Microsoft's Office 365, Cloud Businesses Power Earnings - Update

Microsoft Corp.'s cloud business surged in the fiscal third quarter, continuing the company's transition from legacy vendor of packaged software to a leader in the booming business of web-based, on-demand computing.

Microsoft's Azure business again posted torrid growth as corporate customers adopt the cloud service to handle larger pieces of their computing operations. And Office 365, the online version of Microsoft's widely used productivity software, reported huge gains as well as businesses increasingly subscribe to email, word-processing and spreadsheet applications that run in Microsoft's data centers.

Even as the Windows operating-system franchise continues to generate big profits, the cloud gains are crucial as Microsoft battles Inc. and Alphabet Inc.'s Google for a piece of the so-called cloud-infrastructure market that is expected to reach $71.55 billion in 2020, up from $25.29 billion last year, according to market-research firm Gartner Inc.

Revenue from the Redmond, Wash., company's Intelligent Cloud segment, which includes Azure, rose 11% to $6.76 billion. In the Productivity and Business Processes segment, which includes the Office franchise, revenue climbed 22% to $7.96 billion.

Windows revenue from PC makers grew 5%. That is better than the market for world-wide PC shipments as a whole, which inched up 0.6% in the quarter that ended in March, according to International Data Corp.

Still, that scant gain was the first year-over-year quarterly growth IDC has recorded in five years, and it slowed the decline in Microsoft's More Personal Computing segment, which includes Windows as well as Microsoft's mobile-phone and gaming businesses. Sales in that unit slid 7% to $8.8 billion.

This was the first full quarter in which Microsoft included results from LinkedIn Corp., the professional social network it acquired in December for $27 billion. LinkedIn added $975 million in revenue in the quarter, but Microsoft reported it had a $386 million operating loss. Microsoft acquired LinkedIn, in part, so it can weave data about the network's members into its own offerings.
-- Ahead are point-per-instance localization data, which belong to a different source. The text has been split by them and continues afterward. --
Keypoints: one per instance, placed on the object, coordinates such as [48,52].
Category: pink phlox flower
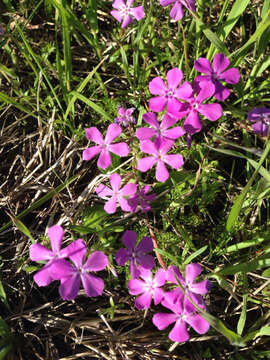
[39,252]
[148,287]
[260,119]
[217,73]
[183,313]
[159,157]
[71,275]
[192,271]
[125,12]
[135,254]
[140,201]
[125,116]
[159,130]
[105,146]
[194,106]
[177,10]
[116,195]
[168,95]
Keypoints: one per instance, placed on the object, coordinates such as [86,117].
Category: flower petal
[56,234]
[120,149]
[92,285]
[91,152]
[94,134]
[203,65]
[174,77]
[97,261]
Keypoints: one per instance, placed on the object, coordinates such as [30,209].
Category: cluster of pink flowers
[70,274]
[182,300]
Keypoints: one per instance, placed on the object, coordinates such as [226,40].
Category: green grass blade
[237,206]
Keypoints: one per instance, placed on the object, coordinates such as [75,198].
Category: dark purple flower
[168,95]
[159,130]
[148,288]
[260,119]
[159,157]
[39,252]
[140,201]
[183,313]
[177,11]
[125,116]
[135,254]
[72,275]
[116,194]
[217,73]
[105,146]
[125,12]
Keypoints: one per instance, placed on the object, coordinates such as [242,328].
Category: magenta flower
[39,252]
[159,130]
[260,119]
[168,94]
[158,150]
[126,13]
[135,254]
[104,146]
[192,271]
[217,73]
[183,312]
[116,194]
[177,11]
[148,288]
[140,201]
[125,116]
[72,275]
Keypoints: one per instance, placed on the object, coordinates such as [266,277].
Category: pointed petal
[203,65]
[144,301]
[114,130]
[77,251]
[145,245]
[120,149]
[92,285]
[177,12]
[122,256]
[56,234]
[179,332]
[97,261]
[192,124]
[174,77]
[145,133]
[198,323]
[39,252]
[69,287]
[138,12]
[91,152]
[157,103]
[136,286]
[144,164]
[220,63]
[126,21]
[211,111]
[117,15]
[129,239]
[103,191]
[157,86]
[115,181]
[104,160]
[163,320]
[110,206]
[94,134]
[158,295]
[231,76]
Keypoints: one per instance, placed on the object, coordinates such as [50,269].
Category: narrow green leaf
[243,316]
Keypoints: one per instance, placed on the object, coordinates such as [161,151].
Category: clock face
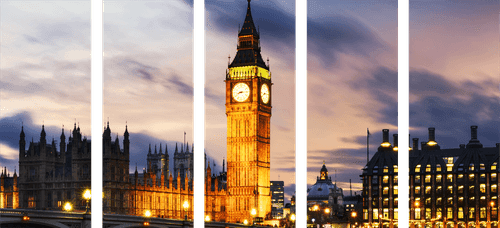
[241,92]
[264,93]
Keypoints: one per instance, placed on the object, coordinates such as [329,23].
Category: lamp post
[186,206]
[87,195]
[253,213]
[68,207]
[147,214]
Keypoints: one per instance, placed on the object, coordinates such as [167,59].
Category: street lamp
[68,207]
[253,213]
[87,195]
[147,214]
[186,206]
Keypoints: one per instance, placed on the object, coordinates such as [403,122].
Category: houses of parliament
[51,175]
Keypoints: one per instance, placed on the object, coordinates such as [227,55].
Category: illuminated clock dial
[264,93]
[241,92]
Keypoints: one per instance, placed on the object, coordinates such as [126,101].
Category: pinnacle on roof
[248,27]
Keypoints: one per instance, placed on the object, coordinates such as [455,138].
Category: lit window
[450,177]
[471,212]
[482,212]
[428,179]
[428,213]
[417,213]
[428,189]
[449,201]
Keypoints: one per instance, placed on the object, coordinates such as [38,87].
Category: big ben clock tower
[248,110]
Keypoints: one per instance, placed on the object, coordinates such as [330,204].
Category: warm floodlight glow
[68,207]
[431,143]
[87,194]
[386,144]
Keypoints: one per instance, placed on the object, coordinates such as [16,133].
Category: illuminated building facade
[277,198]
[248,110]
[447,187]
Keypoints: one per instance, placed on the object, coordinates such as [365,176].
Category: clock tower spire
[248,111]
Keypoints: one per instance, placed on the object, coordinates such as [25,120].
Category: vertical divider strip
[96,113]
[403,112]
[199,112]
[300,83]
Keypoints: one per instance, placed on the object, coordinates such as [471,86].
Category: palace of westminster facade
[51,175]
[447,187]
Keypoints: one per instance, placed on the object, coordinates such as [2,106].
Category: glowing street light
[186,206]
[87,195]
[68,207]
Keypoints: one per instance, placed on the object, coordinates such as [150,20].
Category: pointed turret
[22,144]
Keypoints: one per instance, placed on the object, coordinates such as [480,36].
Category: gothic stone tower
[248,110]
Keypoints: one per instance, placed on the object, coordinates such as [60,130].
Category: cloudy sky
[352,75]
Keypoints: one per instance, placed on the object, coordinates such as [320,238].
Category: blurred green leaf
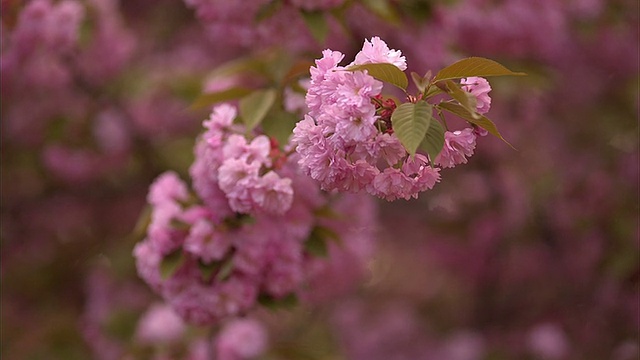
[209,99]
[267,10]
[273,303]
[410,124]
[255,106]
[473,66]
[383,9]
[420,81]
[384,72]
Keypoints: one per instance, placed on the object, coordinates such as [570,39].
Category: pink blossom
[392,184]
[548,341]
[206,243]
[458,146]
[258,150]
[236,175]
[480,88]
[241,339]
[376,51]
[160,324]
[273,193]
[167,188]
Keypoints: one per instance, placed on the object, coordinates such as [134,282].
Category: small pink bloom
[160,324]
[273,194]
[376,51]
[480,88]
[458,146]
[240,340]
[167,188]
[206,243]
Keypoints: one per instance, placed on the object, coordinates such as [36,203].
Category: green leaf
[383,9]
[279,125]
[273,303]
[209,99]
[225,270]
[297,70]
[410,124]
[465,98]
[384,72]
[420,82]
[255,106]
[180,225]
[171,263]
[268,10]
[473,66]
[317,24]
[481,121]
[238,66]
[207,270]
[434,140]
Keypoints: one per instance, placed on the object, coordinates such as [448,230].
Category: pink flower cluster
[243,234]
[244,171]
[346,141]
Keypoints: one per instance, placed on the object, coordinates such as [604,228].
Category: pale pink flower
[236,174]
[167,188]
[241,339]
[480,88]
[392,184]
[206,243]
[458,146]
[160,324]
[273,194]
[236,146]
[376,51]
[548,341]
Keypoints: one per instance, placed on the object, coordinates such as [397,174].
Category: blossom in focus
[478,87]
[458,146]
[376,51]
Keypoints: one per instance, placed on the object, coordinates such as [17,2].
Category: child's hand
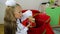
[31,19]
[29,25]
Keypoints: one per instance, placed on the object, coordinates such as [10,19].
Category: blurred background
[50,7]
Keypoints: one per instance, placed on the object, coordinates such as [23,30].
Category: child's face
[18,12]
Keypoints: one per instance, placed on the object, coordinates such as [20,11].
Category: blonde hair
[10,20]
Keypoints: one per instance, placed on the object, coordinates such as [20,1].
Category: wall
[26,4]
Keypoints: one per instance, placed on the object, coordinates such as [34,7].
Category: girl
[12,19]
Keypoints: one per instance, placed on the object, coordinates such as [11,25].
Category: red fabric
[25,23]
[41,24]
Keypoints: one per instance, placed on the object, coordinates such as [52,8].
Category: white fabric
[21,29]
[26,14]
[10,3]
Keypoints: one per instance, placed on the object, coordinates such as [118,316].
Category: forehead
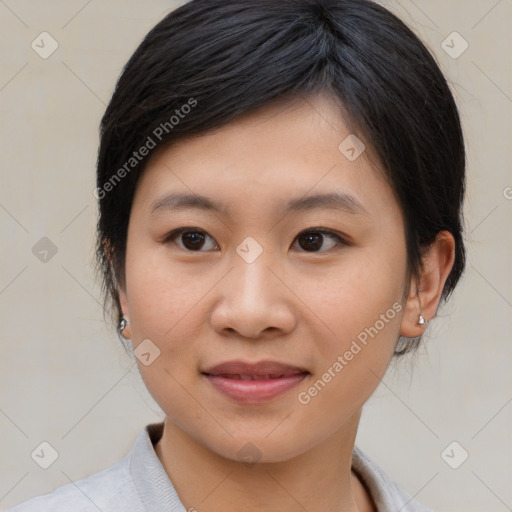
[273,157]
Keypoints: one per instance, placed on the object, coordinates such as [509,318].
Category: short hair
[210,61]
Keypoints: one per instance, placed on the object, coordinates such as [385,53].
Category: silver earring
[422,320]
[121,327]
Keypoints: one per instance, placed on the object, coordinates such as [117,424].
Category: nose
[254,301]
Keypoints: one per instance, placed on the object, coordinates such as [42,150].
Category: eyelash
[340,241]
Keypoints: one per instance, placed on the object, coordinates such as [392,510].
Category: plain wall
[65,377]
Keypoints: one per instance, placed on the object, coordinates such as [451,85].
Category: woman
[280,187]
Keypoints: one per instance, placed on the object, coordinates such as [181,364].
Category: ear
[425,293]
[123,300]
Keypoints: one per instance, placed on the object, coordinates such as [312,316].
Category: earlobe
[425,293]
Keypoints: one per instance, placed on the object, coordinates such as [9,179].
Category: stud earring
[121,327]
[422,320]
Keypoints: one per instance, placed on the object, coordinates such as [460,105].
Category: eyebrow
[333,200]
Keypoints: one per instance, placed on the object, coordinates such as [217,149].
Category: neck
[317,480]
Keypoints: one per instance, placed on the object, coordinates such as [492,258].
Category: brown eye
[191,239]
[313,240]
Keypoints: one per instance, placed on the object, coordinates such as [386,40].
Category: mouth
[253,383]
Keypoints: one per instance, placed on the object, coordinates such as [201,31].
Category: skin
[296,303]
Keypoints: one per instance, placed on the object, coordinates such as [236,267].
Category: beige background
[64,376]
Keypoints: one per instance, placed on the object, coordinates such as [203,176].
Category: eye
[193,239]
[313,239]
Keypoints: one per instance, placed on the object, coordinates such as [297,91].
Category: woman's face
[263,277]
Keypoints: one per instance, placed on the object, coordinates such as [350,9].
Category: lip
[253,383]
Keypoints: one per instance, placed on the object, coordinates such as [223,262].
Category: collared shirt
[139,483]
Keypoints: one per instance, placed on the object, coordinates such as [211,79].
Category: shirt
[139,483]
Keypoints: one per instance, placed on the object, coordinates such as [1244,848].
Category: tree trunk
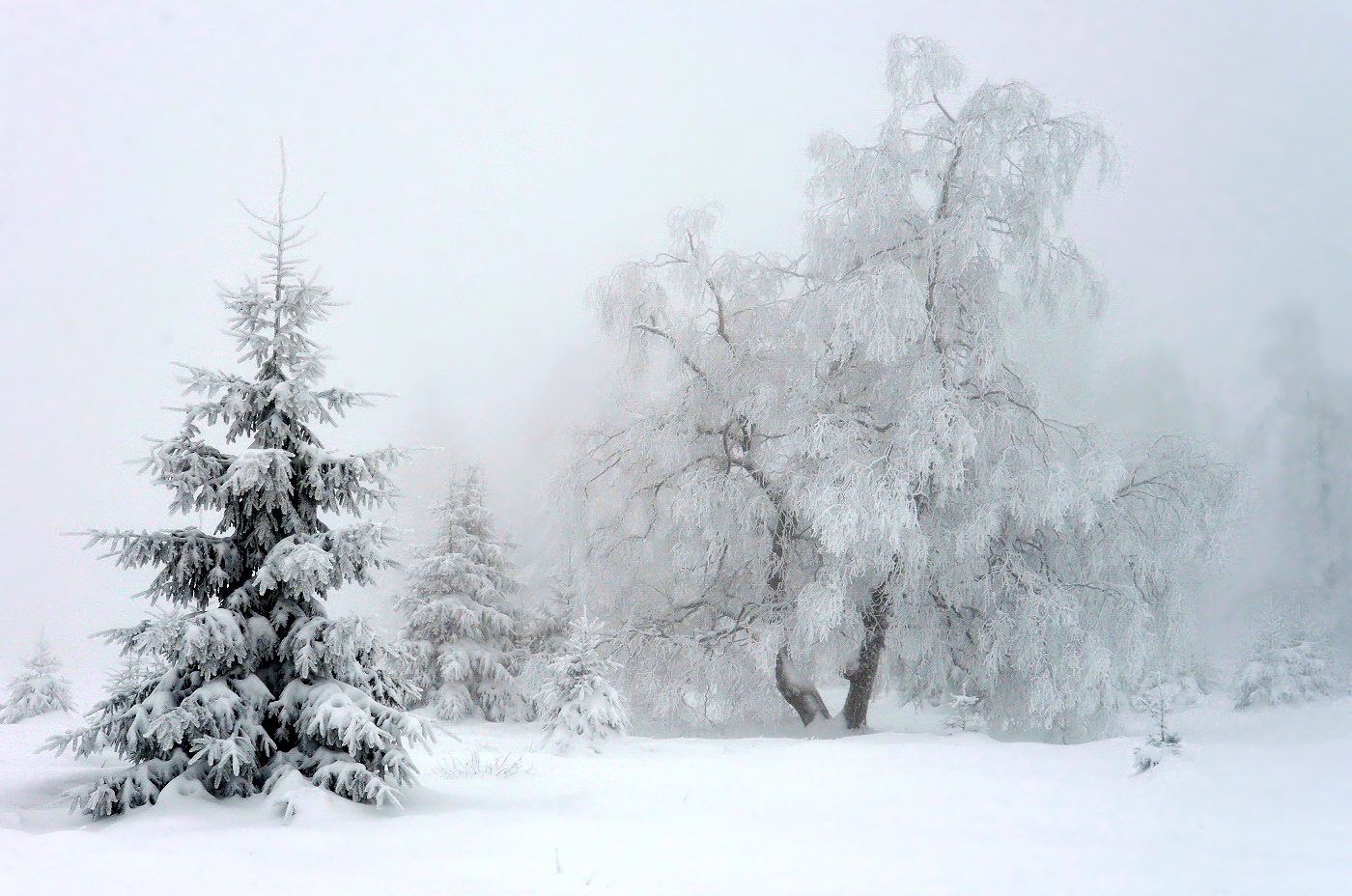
[862,672]
[798,689]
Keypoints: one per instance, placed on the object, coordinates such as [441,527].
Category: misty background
[480,166]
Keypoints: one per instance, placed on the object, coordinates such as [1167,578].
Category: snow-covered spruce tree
[249,677]
[1287,669]
[462,623]
[38,689]
[1158,700]
[577,702]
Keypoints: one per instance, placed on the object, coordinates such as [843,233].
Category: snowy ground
[1260,803]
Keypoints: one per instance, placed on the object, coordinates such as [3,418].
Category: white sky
[483,162]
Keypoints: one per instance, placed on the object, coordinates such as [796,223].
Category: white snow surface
[1257,803]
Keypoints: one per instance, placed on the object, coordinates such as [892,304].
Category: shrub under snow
[1288,670]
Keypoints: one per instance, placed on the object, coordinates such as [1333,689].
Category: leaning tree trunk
[793,684]
[798,689]
[862,672]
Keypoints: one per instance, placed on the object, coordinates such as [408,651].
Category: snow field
[1257,803]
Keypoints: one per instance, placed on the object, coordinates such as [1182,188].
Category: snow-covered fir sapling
[963,715]
[462,623]
[577,702]
[1158,700]
[38,689]
[247,680]
[1284,670]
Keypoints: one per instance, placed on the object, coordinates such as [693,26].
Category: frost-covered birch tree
[247,679]
[686,483]
[462,625]
[840,447]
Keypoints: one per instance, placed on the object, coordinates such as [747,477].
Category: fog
[482,164]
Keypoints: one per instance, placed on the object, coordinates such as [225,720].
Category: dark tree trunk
[798,689]
[795,686]
[862,672]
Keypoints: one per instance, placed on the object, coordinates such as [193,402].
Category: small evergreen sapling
[462,626]
[247,682]
[577,702]
[38,689]
[1158,702]
[963,715]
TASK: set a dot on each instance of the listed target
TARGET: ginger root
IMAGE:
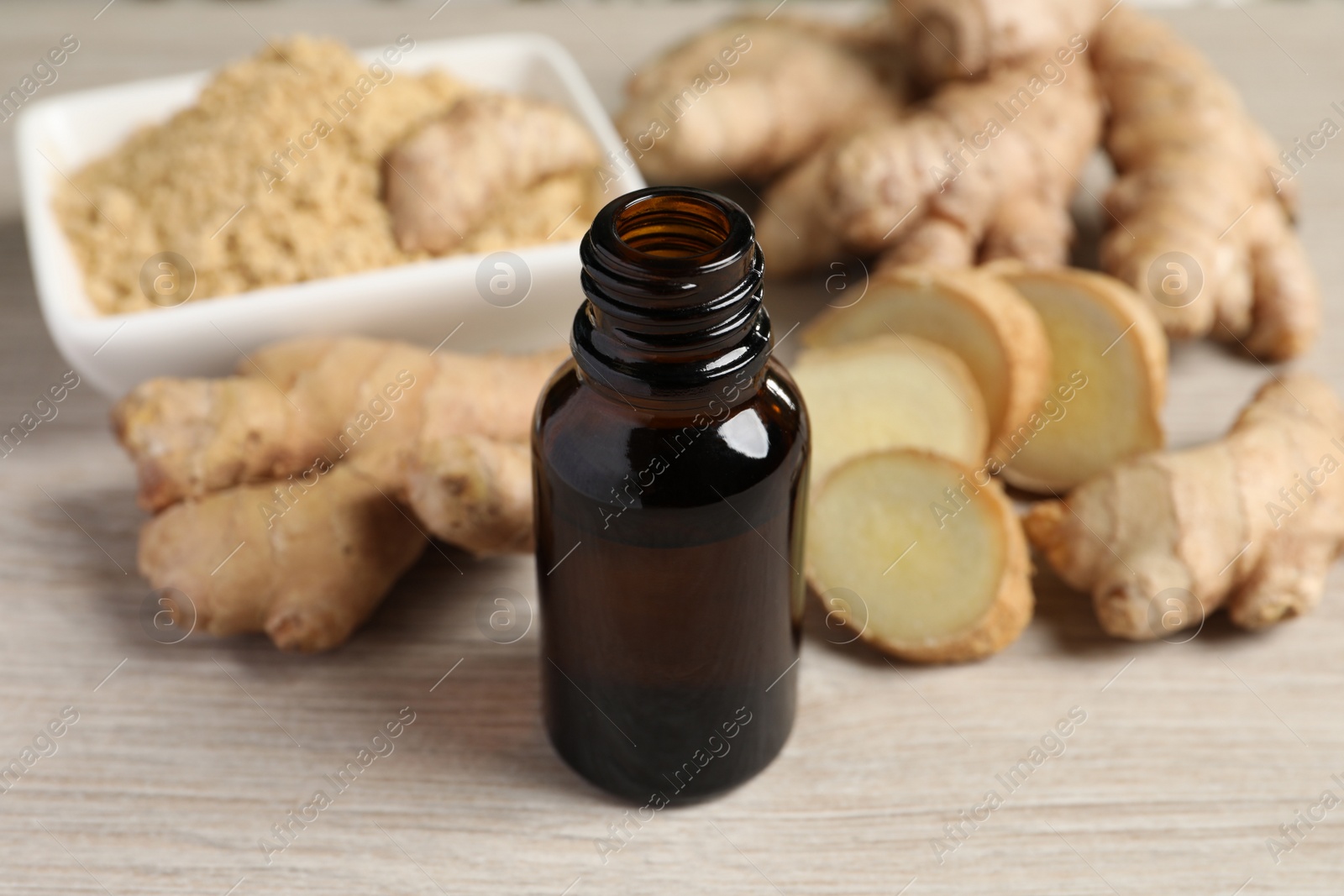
(974, 313)
(889, 391)
(444, 181)
(1200, 228)
(984, 170)
(920, 584)
(953, 39)
(323, 465)
(749, 98)
(1250, 521)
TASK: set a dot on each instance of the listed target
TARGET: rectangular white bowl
(421, 302)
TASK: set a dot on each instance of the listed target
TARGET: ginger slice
(1106, 385)
(889, 391)
(987, 322)
(1250, 521)
(918, 558)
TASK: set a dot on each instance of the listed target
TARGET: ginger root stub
(324, 466)
(1250, 521)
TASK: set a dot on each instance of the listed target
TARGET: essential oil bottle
(671, 469)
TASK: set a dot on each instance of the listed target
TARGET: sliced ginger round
(1108, 380)
(918, 559)
(890, 391)
(987, 322)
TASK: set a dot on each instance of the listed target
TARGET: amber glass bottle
(669, 463)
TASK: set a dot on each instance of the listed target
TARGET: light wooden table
(185, 755)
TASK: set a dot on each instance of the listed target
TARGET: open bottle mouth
(675, 224)
(672, 275)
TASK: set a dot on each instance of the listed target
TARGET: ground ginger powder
(275, 176)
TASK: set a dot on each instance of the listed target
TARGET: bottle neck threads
(672, 278)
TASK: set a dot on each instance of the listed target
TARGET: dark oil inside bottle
(671, 473)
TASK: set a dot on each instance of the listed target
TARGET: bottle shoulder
(705, 452)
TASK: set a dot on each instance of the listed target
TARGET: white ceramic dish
(421, 302)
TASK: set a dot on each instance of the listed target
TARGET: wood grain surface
(185, 755)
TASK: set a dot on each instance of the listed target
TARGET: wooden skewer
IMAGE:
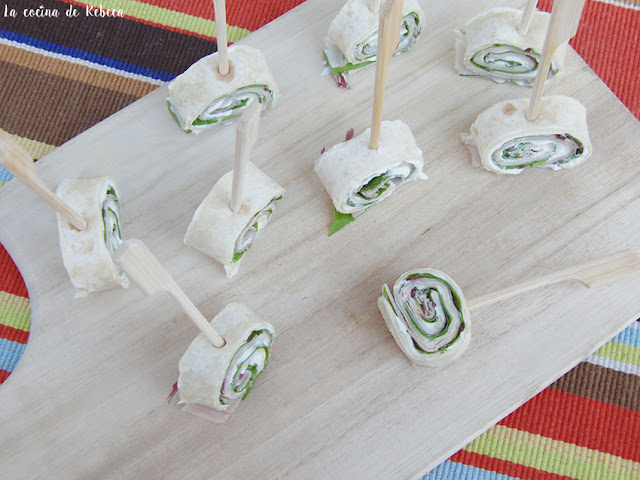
(18, 161)
(221, 36)
(527, 16)
(591, 274)
(246, 136)
(135, 259)
(563, 24)
(388, 38)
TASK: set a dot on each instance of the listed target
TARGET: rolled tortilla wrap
(502, 140)
(200, 97)
(225, 235)
(87, 254)
(352, 40)
(427, 316)
(357, 177)
(489, 45)
(218, 378)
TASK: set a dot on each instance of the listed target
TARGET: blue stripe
(629, 336)
(5, 176)
(82, 55)
(449, 470)
(10, 353)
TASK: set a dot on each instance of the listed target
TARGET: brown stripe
(73, 71)
(122, 39)
(602, 384)
(51, 109)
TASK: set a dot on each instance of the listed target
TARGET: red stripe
(580, 421)
(242, 14)
(605, 42)
(13, 334)
(10, 279)
(504, 467)
(249, 15)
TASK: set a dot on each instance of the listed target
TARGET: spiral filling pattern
(432, 311)
(378, 187)
(247, 364)
(508, 62)
(111, 223)
(537, 150)
(367, 49)
(253, 229)
(228, 107)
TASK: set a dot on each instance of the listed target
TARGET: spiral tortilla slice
(218, 378)
(489, 45)
(427, 316)
(357, 177)
(503, 141)
(87, 254)
(200, 97)
(225, 235)
(352, 40)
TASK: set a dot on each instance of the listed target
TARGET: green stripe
(15, 311)
(552, 456)
(167, 18)
(620, 352)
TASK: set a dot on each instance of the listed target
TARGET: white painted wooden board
(339, 399)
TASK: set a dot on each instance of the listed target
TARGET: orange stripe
(10, 279)
(13, 334)
(580, 421)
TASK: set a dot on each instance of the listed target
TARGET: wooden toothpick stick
(565, 18)
(246, 136)
(527, 15)
(221, 36)
(388, 37)
(591, 274)
(135, 259)
(18, 161)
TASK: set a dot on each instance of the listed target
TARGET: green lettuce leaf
(340, 220)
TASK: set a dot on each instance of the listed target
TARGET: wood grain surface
(339, 399)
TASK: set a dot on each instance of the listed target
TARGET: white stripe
(78, 61)
(619, 3)
(614, 365)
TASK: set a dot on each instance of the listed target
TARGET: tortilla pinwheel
(427, 316)
(200, 97)
(352, 41)
(356, 177)
(503, 141)
(490, 46)
(87, 253)
(213, 380)
(225, 235)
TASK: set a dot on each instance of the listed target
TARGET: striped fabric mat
(60, 76)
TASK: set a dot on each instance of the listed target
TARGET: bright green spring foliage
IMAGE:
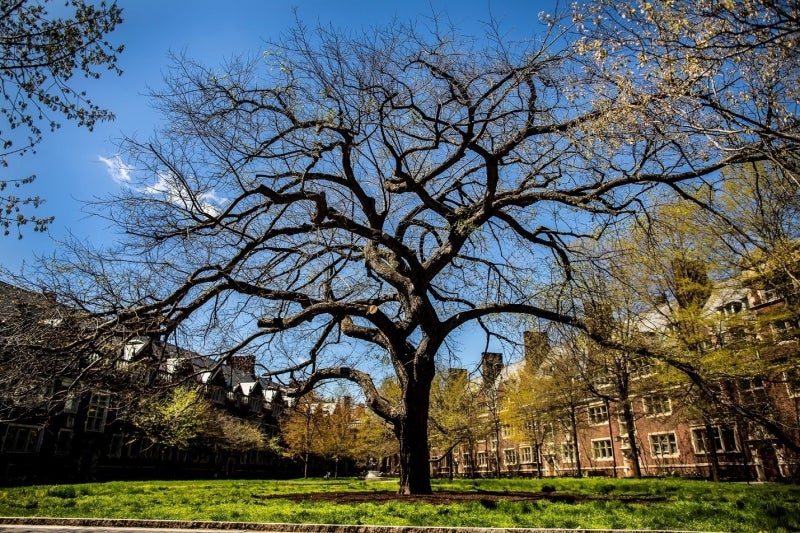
(551, 503)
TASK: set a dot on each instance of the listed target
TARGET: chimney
(537, 346)
(491, 366)
(245, 364)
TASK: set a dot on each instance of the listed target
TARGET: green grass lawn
(575, 503)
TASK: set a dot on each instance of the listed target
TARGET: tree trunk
(411, 429)
(574, 427)
(627, 414)
(712, 450)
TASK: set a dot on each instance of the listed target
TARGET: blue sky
(71, 164)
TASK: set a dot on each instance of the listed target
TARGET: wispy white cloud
(175, 191)
(119, 171)
(167, 185)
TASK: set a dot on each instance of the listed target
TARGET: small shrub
(606, 488)
(66, 492)
(488, 504)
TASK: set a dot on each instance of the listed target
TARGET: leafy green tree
(454, 419)
(361, 199)
(180, 418)
(39, 55)
(300, 428)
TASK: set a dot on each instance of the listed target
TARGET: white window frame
(657, 405)
(510, 456)
(63, 445)
(482, 458)
(97, 413)
(526, 454)
(598, 414)
(602, 449)
(568, 452)
(22, 438)
(700, 440)
(659, 440)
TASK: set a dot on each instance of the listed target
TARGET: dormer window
(731, 308)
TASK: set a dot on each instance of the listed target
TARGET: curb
(289, 528)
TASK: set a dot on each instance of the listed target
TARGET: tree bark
(627, 414)
(411, 429)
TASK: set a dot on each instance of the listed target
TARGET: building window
(256, 404)
(218, 395)
(640, 367)
(657, 404)
(481, 458)
(115, 446)
(623, 427)
(568, 452)
(98, 410)
(731, 308)
(510, 456)
(724, 440)
(663, 445)
(598, 414)
(21, 439)
(601, 449)
(526, 454)
(63, 442)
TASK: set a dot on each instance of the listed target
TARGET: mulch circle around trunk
(486, 498)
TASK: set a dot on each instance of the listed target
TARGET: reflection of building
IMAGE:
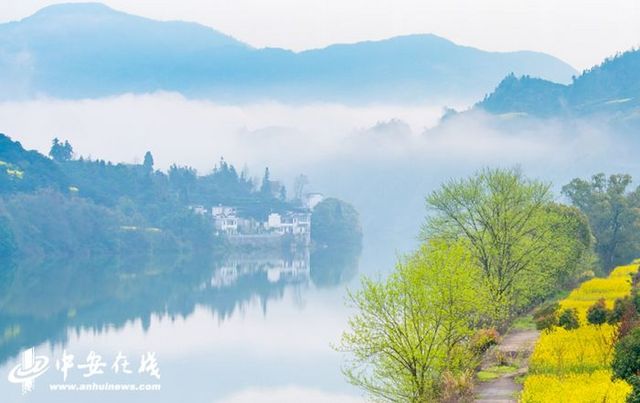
(225, 218)
(292, 269)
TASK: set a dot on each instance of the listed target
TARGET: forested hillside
(68, 206)
(611, 87)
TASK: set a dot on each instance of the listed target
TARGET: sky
(580, 32)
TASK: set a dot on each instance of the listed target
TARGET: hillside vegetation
(611, 87)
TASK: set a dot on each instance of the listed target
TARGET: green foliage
(620, 307)
(483, 339)
(412, 328)
(546, 316)
(61, 151)
(336, 224)
(37, 171)
(568, 319)
(527, 246)
(598, 313)
(7, 241)
(626, 356)
(616, 79)
(614, 215)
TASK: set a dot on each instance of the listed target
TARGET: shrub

That would allow Microsoft, for example, to provide more insight on potential prospects to sales representatives using its Dynamics software for managing customer relationships.

Revenue from Microsoft's Surface devices fell 26% in the quarter from a year earlier.

Overall, Microsoft posted $4.8 billion in third-quarter net income, or 61 cents a share, compared with a profit of $3.76 billion, or 47 cents a share, a year ago.

Excluding the impact of revenue deferrals and other items, adjusted earnings rose to 73 cents a share. A year earlier, Microsoft reported adjusted earnings of 63 cents a share. Revenue gained 7.6% to $22.1 billion and was $23.56 billion on an adjusted basis.

Shares fell 1.4% to $67.34 in after-hours trading as adjusted per-share earnings beat expectations and revenue fell short of expectations. Analysts surveyed by Thomson Reuters expected Microsoft to report adjusted per-share earnings of 70 cents on $23.62 billion in adjusted revenue.